Though, somewhat unrelated to your actual question, I would push a lot of those conditions /calculations to the software level.
if(IsDiffuseLightingEnabled || IsSpecularLightingEnabled)
^- Like that.
Also, I think you could precompute a few thing before you call the shader program as well. Like l = (lights[i].Position - IN.WorldPosition) / lights[i].Radius;
Pass a precomputed array of those rather than calculating each time over every pixel.
I might be misinformed of the optimizations that the HLSL compiler does, but I think each calculation you do like that on the pixel shader gets executed screen w*h times (though this is done insanely parallel), and I vaguely remember there being some limits to the number of instructions you could have in a shader (like 72?). (though I think that restriction was liberalized a lot in higher versions of HLSL).

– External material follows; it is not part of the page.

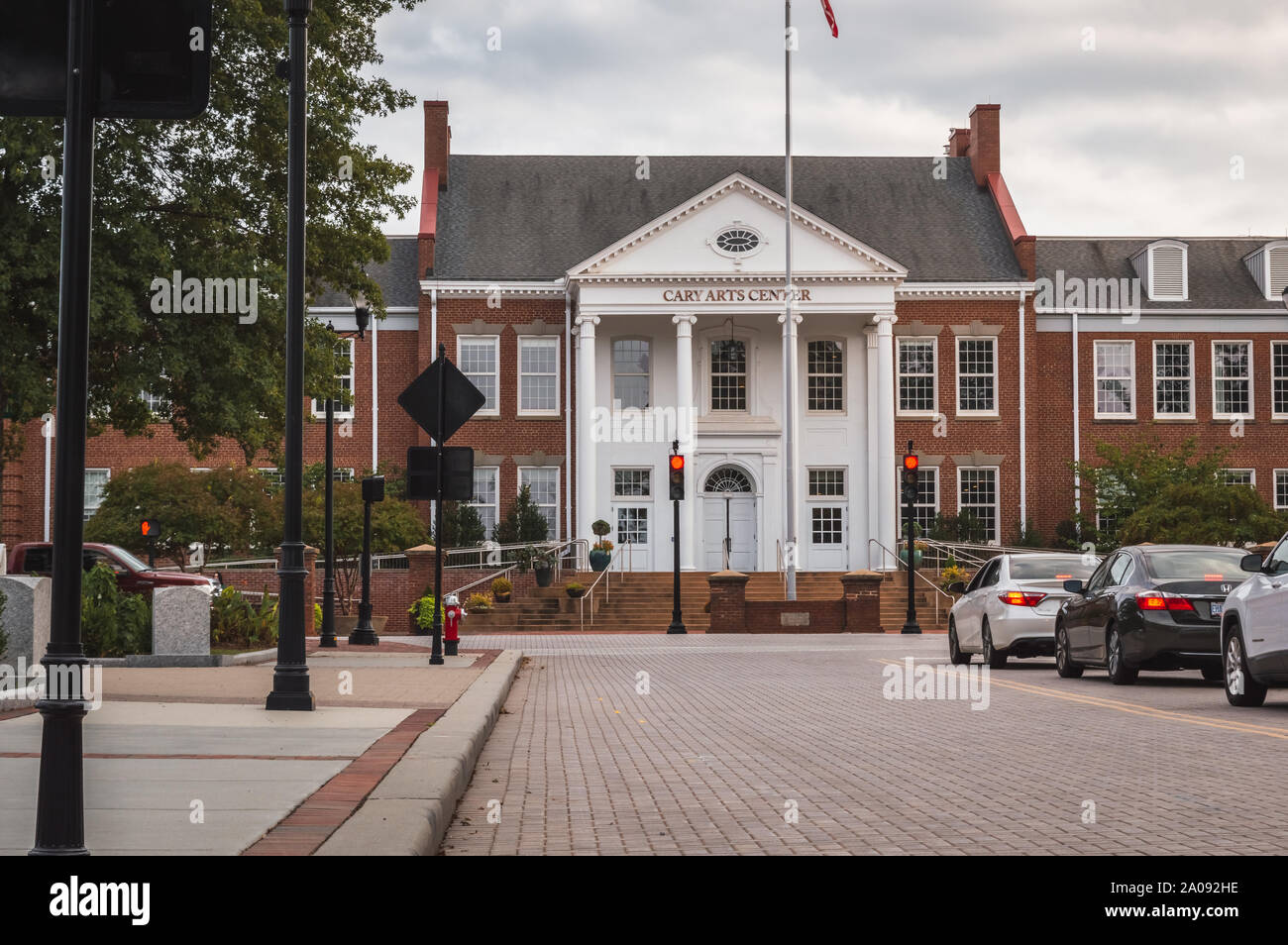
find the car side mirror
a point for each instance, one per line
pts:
(1252, 563)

Maybe the fact that your shader generates so many instructions -- maybe it breaks your program up and turns it into a multi-pass pixel shader on compilation. If that's the case, that probably adds significant overhead.
Actually, here's another idea that might be stupid: Passing a variable to a shader has it transmit the data to the GPU. That transmission happens with limited bandwidth. Perhaps the compiler is smart enough such that when you're only staticly indexing the first 7 elements in an array, only transfer 7 elements. When the compiler doesn't make that optimization (because you aren't iterating with constants), it pushes the WHOLE array every frame, and you're flooding the bus. If that's the case, then my earlier suggestion of pushing calculations out, and passing more results in, would only make the problem worse, heh.